Global Economic Review: March 2021



  • Operation Warp Speed and the continued efforts under the new administration allowed the US to break the 3 million doses per day in late March and even 4 million doses administered on two days in early April. 33% of the US population received at least one dose with the UK at almost 50%.  Europe shifted a littleNew Cases Per Day Per Million Population higher from last month to reach 13% as vaccine approval and production delays slowed rollout.  Fighting with the UK over vaccine exports to that country continued to damage the EU’s reputation as a reliable counterparty.  New EU cases per day began to move up notably in contrast to other regions as seen in the graph to the right.  In contrast, many US states are permitting all persons over the age of 18 to request vaccine appointments with the federal government doing the same by April 19th.  At this rate, it is easy to imagine that all US adults that want to receive the vaccine will be fully inoculated (both shots) by sometime in May or June.


  • While some emphasize the newer variants or re-infection rates, I noted this review cited by John Mauldin of the effectiveness of the Pfizer/Moderna vaccines, particularly the statement that they are 95% effective (my emphases):
    • If you receive the Pfizer or equally effective Moderna vaccine, do you have a 5% chance of catching the virus? No. That chance is far, far smaller:
      • Of those vaccinated in the Pfizer trial, only 8 of nearly 22,000 people, less than 1/10th of one percent (not 5%), were found to have contracted the virus during the study period. And of the 32,000 people who received either the Moderna or Pfizer vaccine, how many experienced severe symptoms? The grand total, noted David Leonhardt in a follow-up New York Times report: one.

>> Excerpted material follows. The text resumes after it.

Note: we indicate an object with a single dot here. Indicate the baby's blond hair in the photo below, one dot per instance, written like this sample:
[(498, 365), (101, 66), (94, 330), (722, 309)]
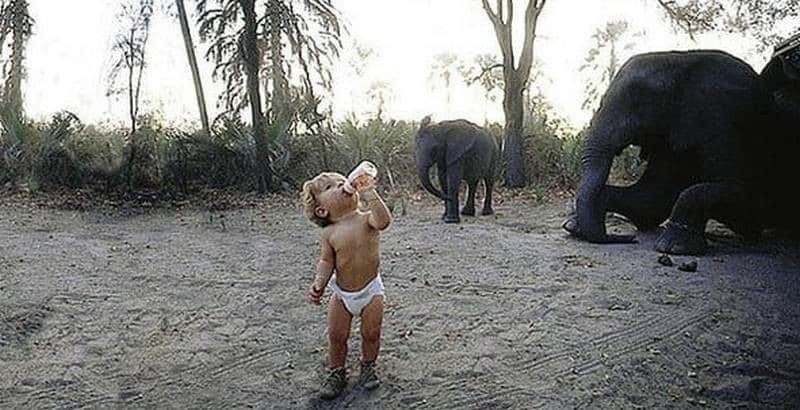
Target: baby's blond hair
[(311, 189)]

      • The 5% number comes from the ratio between vax and placebo. The Pfizer/BioNTech clinical trial engaged nearly 44,000 people, half of whom received its vaccine, and half a placebo. The results? “Out of 170 cases of COVID-19, 162 were in the placebo group, and eight were in the vaccine group.” So, there was a 162 to 8 (95% to 5%) ratio by which those contracting the virus were unvaccinated (albeit with infected numbers likely rising in the post-study months), thus came the “95% effective” news we read about.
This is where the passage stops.